Pourtant, lorsque les frères Patrick et Léo Bahadourian, bien connus à Lyon reprennent en 2020, via leur holding Agihold, la célèbre marque de distribution de surgelés à domicile Toupargel, en grande difficulté à la barre du Tribunal de Commerce de Lyon, on se dit qu’avec ces magiciens de l’épicerie, l’entreprise va rapidement faire sortir ses camionnettes de l’ornière.
Les deux frères figurent en effet parmi les créateurs de la marque Grand Frais, qui, née en Auvergne-Rhône-Alpes est devenue l’une des plus importantes réussites de la distribution de ces dernières années en France.
Leur idée : transformer Toupargel en « Grand Frais » roulant, avec une nouvelle marque apposée sur les camions : « Place du Marché »…
L’outil de Place du Marché est de taille avec ses 650 camions/épiceries ravitaillés par 110 agences disséminées dans toute la France.
Le surgelé n’était plus le seul produit que proposait l’enseigne rebaptisée « Place du Marché ». C’est le même concept qu’à Grand Frais qui est alors, ou plutôt qui aurait dû alors être mis en œuvre, avec pour chaque domaine de l’épicerie, l’appel à un professionnel reconnu.

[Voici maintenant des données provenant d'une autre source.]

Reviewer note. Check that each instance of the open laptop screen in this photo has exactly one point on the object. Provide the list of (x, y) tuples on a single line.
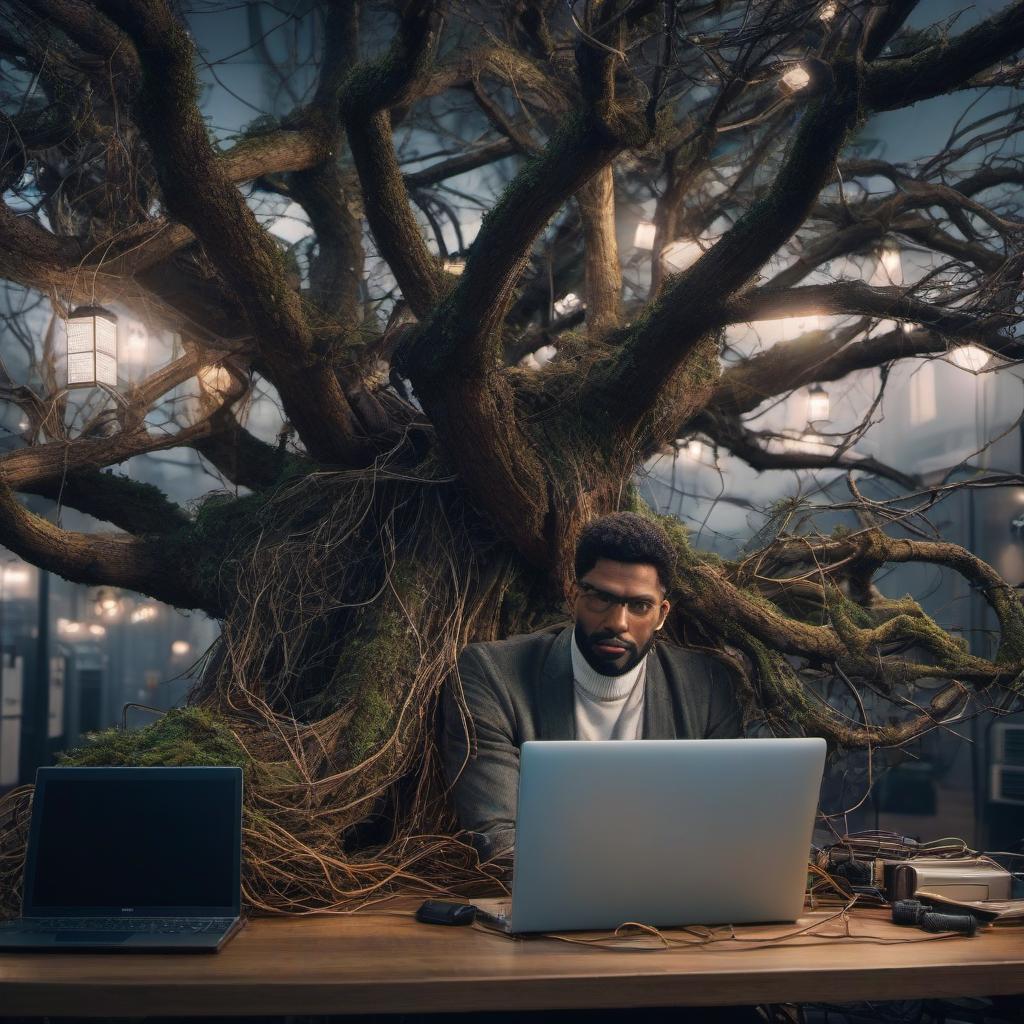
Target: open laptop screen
[(135, 841)]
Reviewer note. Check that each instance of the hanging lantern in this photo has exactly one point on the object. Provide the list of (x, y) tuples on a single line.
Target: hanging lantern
[(214, 380), (567, 304), (644, 237), (817, 404), (794, 80), (681, 255), (973, 358), (890, 265), (92, 347)]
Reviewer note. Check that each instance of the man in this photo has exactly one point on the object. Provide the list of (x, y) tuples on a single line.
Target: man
[(604, 678)]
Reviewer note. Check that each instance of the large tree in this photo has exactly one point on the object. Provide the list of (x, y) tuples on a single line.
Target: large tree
[(428, 487)]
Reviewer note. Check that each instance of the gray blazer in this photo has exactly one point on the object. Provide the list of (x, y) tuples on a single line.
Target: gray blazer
[(521, 688)]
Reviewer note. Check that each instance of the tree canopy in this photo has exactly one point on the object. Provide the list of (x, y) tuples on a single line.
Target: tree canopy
[(431, 477)]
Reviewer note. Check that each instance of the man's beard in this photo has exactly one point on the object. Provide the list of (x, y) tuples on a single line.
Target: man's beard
[(602, 663)]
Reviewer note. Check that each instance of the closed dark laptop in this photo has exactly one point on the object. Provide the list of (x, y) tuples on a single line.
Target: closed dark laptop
[(131, 859)]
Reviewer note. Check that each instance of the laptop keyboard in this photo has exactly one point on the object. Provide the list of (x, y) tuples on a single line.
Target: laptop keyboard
[(154, 926)]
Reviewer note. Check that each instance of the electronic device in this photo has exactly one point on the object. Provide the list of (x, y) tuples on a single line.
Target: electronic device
[(912, 911), (131, 858), (660, 832), (436, 911), (970, 879)]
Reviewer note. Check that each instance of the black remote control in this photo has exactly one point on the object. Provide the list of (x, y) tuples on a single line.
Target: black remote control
[(434, 911)]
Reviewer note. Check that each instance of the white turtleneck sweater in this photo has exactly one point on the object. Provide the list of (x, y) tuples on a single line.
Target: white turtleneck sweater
[(607, 707)]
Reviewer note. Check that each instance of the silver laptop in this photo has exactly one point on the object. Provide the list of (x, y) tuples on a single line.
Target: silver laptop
[(662, 832)]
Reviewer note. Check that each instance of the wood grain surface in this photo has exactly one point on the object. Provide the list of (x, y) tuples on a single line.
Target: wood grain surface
[(388, 963)]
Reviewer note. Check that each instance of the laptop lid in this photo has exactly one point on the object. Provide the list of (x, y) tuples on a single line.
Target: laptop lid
[(663, 832), (134, 842)]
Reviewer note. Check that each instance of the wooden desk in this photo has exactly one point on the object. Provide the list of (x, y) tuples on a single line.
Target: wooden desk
[(391, 964)]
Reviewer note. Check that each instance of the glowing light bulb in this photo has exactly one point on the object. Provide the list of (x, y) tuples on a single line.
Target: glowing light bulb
[(644, 237), (796, 78), (681, 254), (817, 404), (890, 266), (969, 357), (568, 304), (214, 380)]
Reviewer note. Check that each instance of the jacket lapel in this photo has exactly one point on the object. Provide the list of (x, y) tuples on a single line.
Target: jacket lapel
[(658, 719), (557, 712)]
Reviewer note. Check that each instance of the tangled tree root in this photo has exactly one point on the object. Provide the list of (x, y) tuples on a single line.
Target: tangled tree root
[(354, 592)]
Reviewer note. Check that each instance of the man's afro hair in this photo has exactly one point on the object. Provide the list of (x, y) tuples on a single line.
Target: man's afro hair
[(626, 537)]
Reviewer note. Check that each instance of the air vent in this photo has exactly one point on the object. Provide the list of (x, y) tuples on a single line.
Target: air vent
[(1008, 744), (1008, 784)]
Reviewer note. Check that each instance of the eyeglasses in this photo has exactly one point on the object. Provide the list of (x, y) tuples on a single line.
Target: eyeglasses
[(600, 601)]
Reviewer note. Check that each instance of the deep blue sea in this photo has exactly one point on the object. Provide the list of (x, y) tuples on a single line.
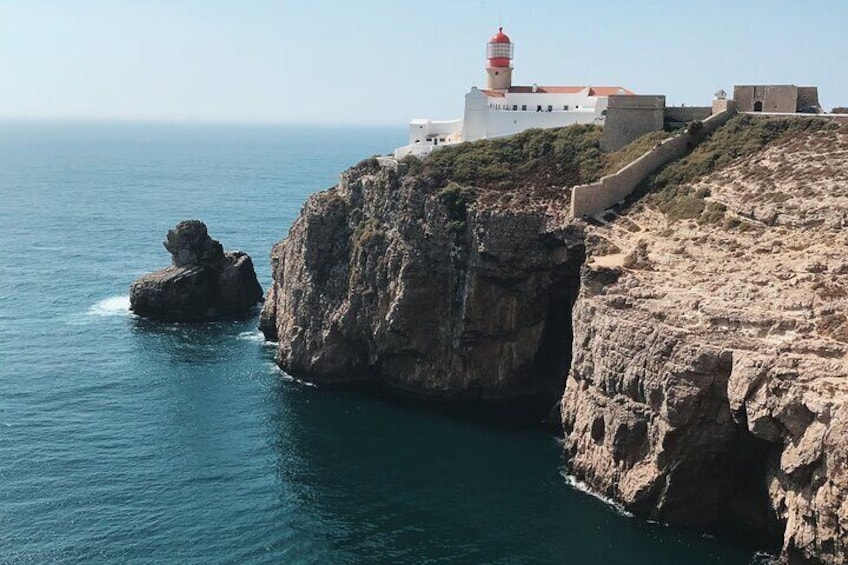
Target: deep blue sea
[(123, 441)]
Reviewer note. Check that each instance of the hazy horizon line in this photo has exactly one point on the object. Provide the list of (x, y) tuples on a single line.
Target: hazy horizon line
[(192, 121)]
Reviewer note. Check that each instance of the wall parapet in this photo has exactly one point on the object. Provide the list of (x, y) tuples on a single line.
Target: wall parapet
[(590, 199)]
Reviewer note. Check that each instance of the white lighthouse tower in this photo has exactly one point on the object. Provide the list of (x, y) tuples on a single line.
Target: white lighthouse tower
[(503, 109), (499, 65)]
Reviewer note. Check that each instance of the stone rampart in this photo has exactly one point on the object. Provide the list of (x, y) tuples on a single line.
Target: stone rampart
[(589, 199), (630, 117), (681, 114)]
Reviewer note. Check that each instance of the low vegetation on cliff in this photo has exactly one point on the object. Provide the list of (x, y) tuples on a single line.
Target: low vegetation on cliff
[(672, 191)]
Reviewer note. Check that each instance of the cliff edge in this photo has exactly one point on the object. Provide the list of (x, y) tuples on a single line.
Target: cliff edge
[(695, 341), (710, 378), (420, 281)]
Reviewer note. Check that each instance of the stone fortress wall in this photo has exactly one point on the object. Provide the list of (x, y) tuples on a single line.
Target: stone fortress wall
[(776, 98), (684, 114), (630, 117), (590, 199)]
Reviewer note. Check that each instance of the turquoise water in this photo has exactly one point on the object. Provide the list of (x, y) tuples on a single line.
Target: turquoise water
[(123, 441)]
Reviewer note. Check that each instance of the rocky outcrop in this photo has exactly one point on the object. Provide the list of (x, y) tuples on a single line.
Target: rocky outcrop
[(700, 364), (710, 374), (203, 282), (433, 291)]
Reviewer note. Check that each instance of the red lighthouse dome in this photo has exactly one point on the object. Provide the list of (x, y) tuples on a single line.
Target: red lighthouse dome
[(499, 50)]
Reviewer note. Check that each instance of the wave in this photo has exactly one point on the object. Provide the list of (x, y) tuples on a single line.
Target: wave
[(255, 336), (580, 486), (112, 306), (288, 378)]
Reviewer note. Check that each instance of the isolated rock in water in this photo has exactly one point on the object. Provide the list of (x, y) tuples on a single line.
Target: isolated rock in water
[(203, 283)]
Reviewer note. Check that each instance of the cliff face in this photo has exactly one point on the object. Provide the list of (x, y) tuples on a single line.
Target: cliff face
[(697, 341), (709, 380), (435, 291)]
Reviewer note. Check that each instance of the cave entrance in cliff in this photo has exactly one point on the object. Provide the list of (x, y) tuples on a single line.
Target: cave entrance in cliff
[(552, 361), (747, 509)]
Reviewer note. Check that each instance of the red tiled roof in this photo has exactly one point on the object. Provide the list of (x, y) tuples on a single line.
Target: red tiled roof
[(593, 90), (608, 90)]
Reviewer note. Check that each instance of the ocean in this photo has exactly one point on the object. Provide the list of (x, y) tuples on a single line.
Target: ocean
[(126, 441)]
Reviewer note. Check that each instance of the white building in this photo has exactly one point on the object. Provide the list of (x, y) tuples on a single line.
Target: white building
[(503, 109)]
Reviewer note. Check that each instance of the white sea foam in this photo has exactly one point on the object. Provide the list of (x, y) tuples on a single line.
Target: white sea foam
[(113, 306), (580, 486), (287, 377), (763, 558), (256, 336)]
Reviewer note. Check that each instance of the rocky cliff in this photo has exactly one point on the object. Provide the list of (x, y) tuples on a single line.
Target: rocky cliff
[(203, 282), (696, 341), (709, 379), (430, 287)]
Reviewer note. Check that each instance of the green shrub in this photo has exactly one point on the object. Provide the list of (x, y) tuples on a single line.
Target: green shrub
[(541, 158), (456, 199)]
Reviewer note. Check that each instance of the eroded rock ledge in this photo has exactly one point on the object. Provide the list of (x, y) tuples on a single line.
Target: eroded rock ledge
[(388, 278), (708, 379)]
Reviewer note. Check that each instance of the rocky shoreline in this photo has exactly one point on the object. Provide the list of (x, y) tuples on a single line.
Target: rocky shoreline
[(202, 283), (699, 365)]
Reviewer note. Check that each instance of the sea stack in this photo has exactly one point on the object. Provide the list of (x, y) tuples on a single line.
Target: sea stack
[(203, 282)]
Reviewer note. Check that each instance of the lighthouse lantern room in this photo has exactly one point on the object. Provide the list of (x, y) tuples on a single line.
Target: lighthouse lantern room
[(503, 109), (499, 68)]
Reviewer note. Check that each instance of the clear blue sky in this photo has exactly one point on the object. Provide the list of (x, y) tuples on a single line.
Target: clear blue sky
[(386, 62)]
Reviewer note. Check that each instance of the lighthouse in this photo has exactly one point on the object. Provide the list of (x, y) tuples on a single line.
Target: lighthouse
[(499, 64), (503, 109)]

Pour la boucherie, c’était Despi, le boucher de Grand Frais qui était annoncé ; Mandar des Halles de Rungis pour les fruits et légumes ; la Maison célèbre maison lyonnaise Cellerier du côté du beurre, des œufs et des fromages ; et enfin, Agidra, l’épicier de Grand Frais, détenu par les frères Bahadourian et, bien sûr, pour les surgelés, Toupargel dont la marque subsistait, mais pour ces seuls produits.
Au total : de 5 000 à 6 000 références (2 500 produits surgelés, 1 200 d’épicerie et 1 500 de frais), avec un développement du bio et de l’origine France.

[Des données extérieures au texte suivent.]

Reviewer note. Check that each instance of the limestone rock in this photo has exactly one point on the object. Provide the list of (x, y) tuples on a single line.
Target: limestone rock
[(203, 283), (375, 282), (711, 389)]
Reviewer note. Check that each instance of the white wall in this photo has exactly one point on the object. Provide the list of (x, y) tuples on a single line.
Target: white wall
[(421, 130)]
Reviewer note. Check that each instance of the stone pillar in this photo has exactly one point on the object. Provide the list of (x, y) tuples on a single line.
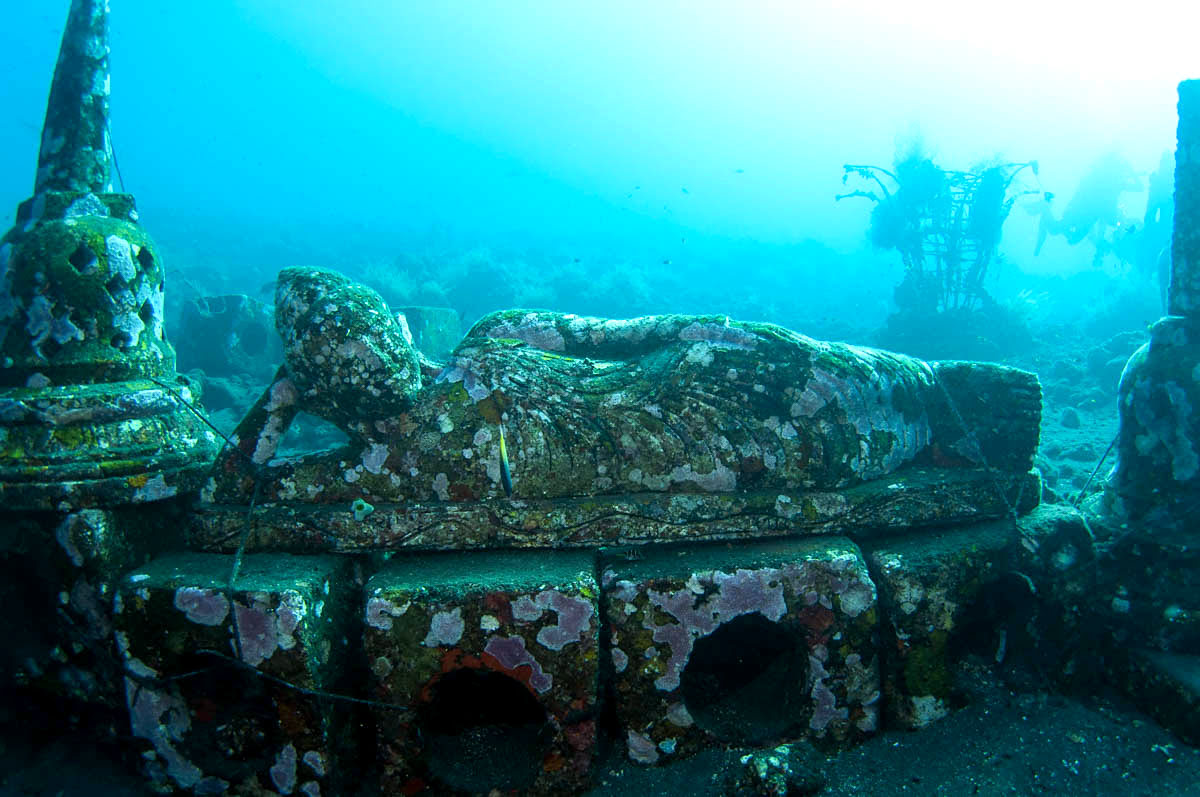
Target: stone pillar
[(1157, 479), (1183, 298), (93, 418)]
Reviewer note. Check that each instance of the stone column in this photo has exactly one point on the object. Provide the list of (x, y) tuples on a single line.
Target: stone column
[(1157, 479), (1183, 298), (94, 424)]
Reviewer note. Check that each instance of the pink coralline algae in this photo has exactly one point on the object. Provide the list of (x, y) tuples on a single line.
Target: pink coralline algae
[(739, 593), (203, 606), (445, 628), (574, 618), (510, 652)]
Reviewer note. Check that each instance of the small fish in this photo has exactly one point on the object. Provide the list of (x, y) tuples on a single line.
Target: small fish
[(505, 474)]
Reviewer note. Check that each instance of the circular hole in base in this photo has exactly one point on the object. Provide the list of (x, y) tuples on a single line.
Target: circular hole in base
[(745, 682), (490, 720)]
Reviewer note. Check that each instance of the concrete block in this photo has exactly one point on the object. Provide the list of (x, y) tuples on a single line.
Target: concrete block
[(743, 645), (933, 598), (214, 724), (496, 657)]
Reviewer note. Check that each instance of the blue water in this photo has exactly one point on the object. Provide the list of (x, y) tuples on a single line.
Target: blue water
[(603, 157)]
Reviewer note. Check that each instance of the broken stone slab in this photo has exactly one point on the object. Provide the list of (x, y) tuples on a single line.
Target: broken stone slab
[(714, 645), (941, 593), (1157, 478), (910, 498), (211, 724), (550, 405), (1165, 685), (496, 655)]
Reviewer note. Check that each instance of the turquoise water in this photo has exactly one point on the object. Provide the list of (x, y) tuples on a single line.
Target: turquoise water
[(601, 157)]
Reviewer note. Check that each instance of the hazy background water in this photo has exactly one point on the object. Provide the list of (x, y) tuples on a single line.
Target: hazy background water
[(630, 155)]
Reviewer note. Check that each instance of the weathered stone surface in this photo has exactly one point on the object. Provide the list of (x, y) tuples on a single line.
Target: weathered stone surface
[(81, 300), (763, 641), (1157, 479), (76, 154), (593, 407), (100, 444), (496, 655), (222, 726), (1167, 685), (1183, 295), (927, 583), (911, 498)]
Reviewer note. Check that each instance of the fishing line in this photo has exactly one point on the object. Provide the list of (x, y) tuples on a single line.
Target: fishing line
[(112, 149)]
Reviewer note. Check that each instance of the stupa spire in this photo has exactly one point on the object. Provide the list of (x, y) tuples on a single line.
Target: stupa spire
[(76, 153)]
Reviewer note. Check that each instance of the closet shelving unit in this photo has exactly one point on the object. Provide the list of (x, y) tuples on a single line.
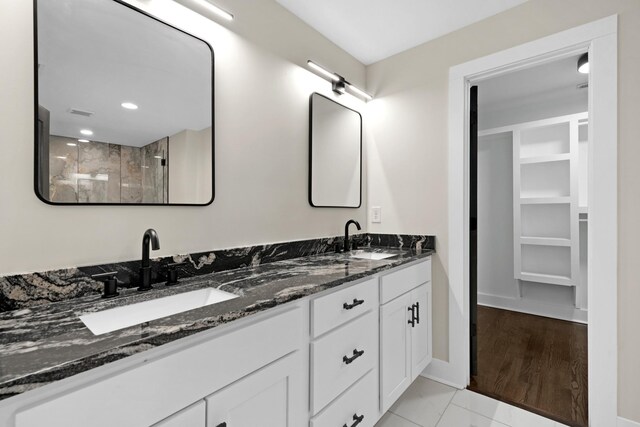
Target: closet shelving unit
[(546, 202)]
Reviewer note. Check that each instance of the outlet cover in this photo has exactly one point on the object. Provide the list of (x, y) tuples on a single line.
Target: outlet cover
[(376, 214)]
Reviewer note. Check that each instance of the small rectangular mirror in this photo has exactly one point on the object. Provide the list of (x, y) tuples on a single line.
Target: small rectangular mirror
[(335, 154), (124, 106)]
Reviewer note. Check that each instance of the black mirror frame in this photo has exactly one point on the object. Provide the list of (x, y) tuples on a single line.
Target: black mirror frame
[(36, 117), (311, 152)]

« Place du Marché est en mesure de proposer les mêmes produits que Grand Frais, au même niveau tarifaire, mais livrés à domicile », expliquait alors Brieuc Fruchon, le nouveau président du nouveau « Place du Marché » arrivé à la barre de l’entreprise, à nos confrères des Echos.
Et d’assurer que « 45 millions d’euros d’investissements seront réalisés sur les trois prochaines années. »
Et à l’arrivée, ce serait près de 75 millions d’euros qui auraient été investis par les frères Bahadourian, sans pouvoir remonter la pente.
Ce changement de stratégie à 180 degrés avait sur le papier tout pour plaire, pour réussir. A l’arrivée, c’est un naufrage…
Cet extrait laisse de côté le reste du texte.